September 20, 2010 at 10:55 am
Very interesting post from Paul regarding the Spooling and Trace 8690... If I turn that trace flag on in SQL2008, the performance improves spectacularly.
(Also, just as a note, my testing both in SQL2005 and SQL2008 are both on AdventureWorks... the old "traditional" one... not the newer AdventureWorks2008 database).
Anyway, running Jeff's new test, it was very enlightening (without Paul's trace flag)... In short, SQL2008 puts together a lousy plan for the Tally table, and SQL2005 doesn't.
Attached are the output files... but here's the gist:
SQL2008 (64-bit):
Tally: 314370ms CPU, 87639ms duration (Note the huge CPU, indicating all 4 processors were working hard)
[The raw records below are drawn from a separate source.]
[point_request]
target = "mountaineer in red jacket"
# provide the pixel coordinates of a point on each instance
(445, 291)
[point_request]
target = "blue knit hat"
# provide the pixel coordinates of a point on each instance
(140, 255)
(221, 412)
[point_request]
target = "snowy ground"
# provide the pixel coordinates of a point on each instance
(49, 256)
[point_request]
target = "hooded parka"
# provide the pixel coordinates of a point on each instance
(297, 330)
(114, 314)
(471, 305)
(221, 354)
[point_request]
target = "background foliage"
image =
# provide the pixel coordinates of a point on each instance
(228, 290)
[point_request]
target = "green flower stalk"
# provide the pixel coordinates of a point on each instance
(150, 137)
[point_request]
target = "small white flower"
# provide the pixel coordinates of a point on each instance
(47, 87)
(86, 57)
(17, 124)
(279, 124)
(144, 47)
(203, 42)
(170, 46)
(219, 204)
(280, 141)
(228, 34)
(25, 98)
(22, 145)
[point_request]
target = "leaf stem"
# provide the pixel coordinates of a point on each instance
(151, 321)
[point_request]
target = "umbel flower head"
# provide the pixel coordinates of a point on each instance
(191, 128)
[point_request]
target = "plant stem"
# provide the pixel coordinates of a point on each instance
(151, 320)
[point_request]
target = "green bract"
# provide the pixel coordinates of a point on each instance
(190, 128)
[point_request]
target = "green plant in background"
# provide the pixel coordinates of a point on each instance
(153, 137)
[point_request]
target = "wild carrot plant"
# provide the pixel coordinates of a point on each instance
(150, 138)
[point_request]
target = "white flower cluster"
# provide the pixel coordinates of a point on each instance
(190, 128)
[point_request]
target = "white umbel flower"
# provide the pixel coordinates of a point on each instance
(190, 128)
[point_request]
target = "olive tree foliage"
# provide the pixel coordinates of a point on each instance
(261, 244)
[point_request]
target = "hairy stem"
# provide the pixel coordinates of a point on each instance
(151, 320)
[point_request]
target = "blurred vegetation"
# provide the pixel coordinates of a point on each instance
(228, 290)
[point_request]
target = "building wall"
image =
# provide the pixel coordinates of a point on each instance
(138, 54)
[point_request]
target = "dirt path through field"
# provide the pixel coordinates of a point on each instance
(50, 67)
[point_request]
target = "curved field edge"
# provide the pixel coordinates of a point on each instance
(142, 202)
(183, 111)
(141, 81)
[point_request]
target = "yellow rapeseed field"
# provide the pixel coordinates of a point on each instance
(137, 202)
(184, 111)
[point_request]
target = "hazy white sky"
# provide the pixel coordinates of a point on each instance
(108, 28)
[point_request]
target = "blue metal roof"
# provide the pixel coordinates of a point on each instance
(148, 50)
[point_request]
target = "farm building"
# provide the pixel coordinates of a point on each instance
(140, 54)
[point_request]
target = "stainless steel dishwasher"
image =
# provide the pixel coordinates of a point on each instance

XML: 1451ms CPU, 1417ms duration
Loop: 171ms CPU, 197ms duration
SQL2005 (32-bit):
Tally: 78ms CPU, 44ms duration (Whoa!!)
XML: 1371ms CPU, 1163ms duration
Loop: 172ms CPU, 205ms duration
I've also attached the query plans of the SQL2005 and the SQL2008 queries on the tally table.
As Paul said, SQL2008 uses a spool, and SQL2005 does not. And because of that, they attack the query from different perspectives... you can see the order of the tables as they are accessed in the STATISTICS output (and in the attached actual execution plans).
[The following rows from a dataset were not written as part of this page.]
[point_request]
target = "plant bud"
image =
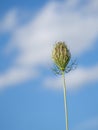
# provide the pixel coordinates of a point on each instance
(61, 55)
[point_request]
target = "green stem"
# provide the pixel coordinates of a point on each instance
(65, 100)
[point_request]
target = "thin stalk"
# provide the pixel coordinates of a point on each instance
(65, 100)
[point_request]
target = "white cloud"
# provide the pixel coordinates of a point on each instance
(89, 124)
(36, 38)
(75, 79)
(9, 21)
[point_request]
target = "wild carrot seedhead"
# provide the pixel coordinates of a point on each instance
(61, 55)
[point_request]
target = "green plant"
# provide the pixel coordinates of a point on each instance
(61, 57)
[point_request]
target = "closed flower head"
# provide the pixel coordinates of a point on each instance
(61, 55)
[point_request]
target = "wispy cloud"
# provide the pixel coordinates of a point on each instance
(34, 39)
(74, 79)
(90, 124)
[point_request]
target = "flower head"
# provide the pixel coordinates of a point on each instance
(61, 55)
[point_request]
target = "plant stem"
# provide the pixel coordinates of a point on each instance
(65, 100)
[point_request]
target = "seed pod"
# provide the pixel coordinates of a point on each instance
(61, 55)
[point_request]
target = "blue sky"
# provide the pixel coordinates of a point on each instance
(31, 96)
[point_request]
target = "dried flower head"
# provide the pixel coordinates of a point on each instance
(61, 55)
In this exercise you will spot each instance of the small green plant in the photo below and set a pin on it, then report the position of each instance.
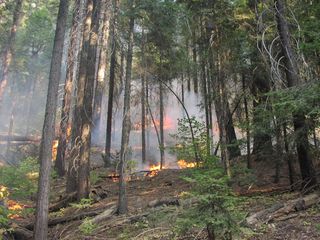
(84, 203)
(21, 180)
(216, 209)
(184, 147)
(131, 165)
(87, 227)
(94, 177)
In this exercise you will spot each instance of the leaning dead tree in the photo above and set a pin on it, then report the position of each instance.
(45, 156)
(7, 58)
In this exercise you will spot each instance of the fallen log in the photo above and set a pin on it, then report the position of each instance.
(283, 209)
(63, 202)
(164, 201)
(19, 138)
(270, 190)
(59, 220)
(20, 233)
(104, 215)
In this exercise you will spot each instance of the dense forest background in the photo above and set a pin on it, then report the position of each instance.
(223, 94)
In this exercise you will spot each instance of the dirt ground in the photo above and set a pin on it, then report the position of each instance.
(147, 220)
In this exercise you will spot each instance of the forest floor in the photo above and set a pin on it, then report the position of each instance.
(155, 203)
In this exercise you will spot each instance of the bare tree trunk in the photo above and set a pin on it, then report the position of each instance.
(162, 157)
(66, 103)
(262, 142)
(10, 130)
(107, 158)
(102, 67)
(288, 158)
(45, 156)
(299, 120)
(143, 99)
(83, 188)
(204, 85)
(194, 57)
(7, 58)
(278, 149)
(76, 141)
(188, 67)
(246, 110)
(126, 124)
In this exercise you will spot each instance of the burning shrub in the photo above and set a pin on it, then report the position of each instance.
(216, 206)
(20, 180)
(184, 147)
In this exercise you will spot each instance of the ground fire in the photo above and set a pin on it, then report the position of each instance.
(184, 164)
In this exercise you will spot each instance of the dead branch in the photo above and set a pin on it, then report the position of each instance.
(283, 209)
If you look at the SQL2008 query plan... OUCH! The spool on the tally table spit out 121,317,000 rows... in other words, 1000 rows for each of the 121317 rows in the SalesOrderDetail table... That spool was BUSY!
The SQL2005 plan uses no spool and therefore the logical reads are much lower.
--Brad
September 20, 2010 at 11:00 am
Paul White NZ (9/20/2010)
rob.symonds (9/20/2010)
Anyone else a little concerned about the 2k8 results for the inline Tally?The latest scripts and results simply show that the optimizer can generate a poor plan, especially when it isn't provided with good quality information.
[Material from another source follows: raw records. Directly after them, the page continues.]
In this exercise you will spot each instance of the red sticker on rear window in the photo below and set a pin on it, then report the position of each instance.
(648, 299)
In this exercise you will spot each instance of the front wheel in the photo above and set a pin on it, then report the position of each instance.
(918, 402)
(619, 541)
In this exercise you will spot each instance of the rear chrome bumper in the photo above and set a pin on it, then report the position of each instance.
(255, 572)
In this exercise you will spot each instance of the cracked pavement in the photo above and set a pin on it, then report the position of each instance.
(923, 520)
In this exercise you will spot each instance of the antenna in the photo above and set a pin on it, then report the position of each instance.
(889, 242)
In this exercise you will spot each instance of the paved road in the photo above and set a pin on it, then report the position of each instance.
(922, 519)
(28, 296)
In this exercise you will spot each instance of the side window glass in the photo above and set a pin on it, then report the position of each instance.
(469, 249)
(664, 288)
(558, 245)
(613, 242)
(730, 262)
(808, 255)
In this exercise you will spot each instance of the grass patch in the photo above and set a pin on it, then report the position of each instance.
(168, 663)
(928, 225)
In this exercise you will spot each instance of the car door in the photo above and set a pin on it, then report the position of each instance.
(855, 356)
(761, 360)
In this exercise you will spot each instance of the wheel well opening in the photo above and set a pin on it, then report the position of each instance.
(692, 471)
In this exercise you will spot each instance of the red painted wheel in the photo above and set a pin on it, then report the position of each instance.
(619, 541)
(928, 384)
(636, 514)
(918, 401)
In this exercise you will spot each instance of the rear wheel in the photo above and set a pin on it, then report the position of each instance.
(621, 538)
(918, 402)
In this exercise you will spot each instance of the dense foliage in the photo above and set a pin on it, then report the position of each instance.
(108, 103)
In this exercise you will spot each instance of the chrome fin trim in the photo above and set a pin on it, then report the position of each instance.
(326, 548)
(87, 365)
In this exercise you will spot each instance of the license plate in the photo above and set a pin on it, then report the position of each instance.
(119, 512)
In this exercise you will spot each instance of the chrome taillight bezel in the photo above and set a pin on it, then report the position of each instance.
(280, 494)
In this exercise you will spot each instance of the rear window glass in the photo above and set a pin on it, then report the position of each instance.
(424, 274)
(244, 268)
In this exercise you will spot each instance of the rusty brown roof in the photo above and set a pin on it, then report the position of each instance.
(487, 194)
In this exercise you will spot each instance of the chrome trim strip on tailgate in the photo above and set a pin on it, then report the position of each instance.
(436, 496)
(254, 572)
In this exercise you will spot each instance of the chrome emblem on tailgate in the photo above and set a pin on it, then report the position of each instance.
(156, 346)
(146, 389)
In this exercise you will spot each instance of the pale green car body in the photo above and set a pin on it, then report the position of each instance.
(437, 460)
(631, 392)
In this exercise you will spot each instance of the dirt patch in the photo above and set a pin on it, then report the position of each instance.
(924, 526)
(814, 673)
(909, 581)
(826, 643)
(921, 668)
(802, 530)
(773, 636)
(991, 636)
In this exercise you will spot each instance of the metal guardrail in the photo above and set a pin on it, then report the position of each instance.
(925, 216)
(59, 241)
XML operations generally have only one possible plan implementation, so the optimizer can't do much with them, except move them (as a unit) around a bit. Also, estimated row counts from XML operations are based on fixed guesses (there are no statistics available), which are only slightly modified by the contextual query information. These guesses are generally very low - a couple of hundred rows is typical.
Wrapping the Tally in an in-line function allows the optimizer to expand the function definition into the wider query before optimization. Usually, this is a good thing, as it allows for many plan alternatives to be considered. In this case, a lack of good information, the cast from varchar to int on ProductID, and various other factors, conspire to produce a duff plan for the Tally solution.
It just so happens that the XML implementation's lack of statistics, low row estimates, and limited optimization possibilities happen to produce a plan that works well on the AdventureWorks query. Importantly, wrapping the XML approach in an in-line function doesn't hurt as much because the optimizer can't do much more than plonk the whole thing into the plan as a whole.
So, in summary, Jeff and Brad are both correct, and both methods are best, as is the CLR one. :w00t:
Paul
That's pretty much the conclusion I came to especially because of the (apparently) non-sargable ON condition that 2K5 managed to forgive adn 2K8 didn't. But you know I have to know the full answer... I'm still going to install 2K8 DevEd on my shiny new laptop tonight and try a couple of sargeable methods without actually changing the code within the Tally function.
--Jeff Moden
Change is inevitable... Change for the better is not.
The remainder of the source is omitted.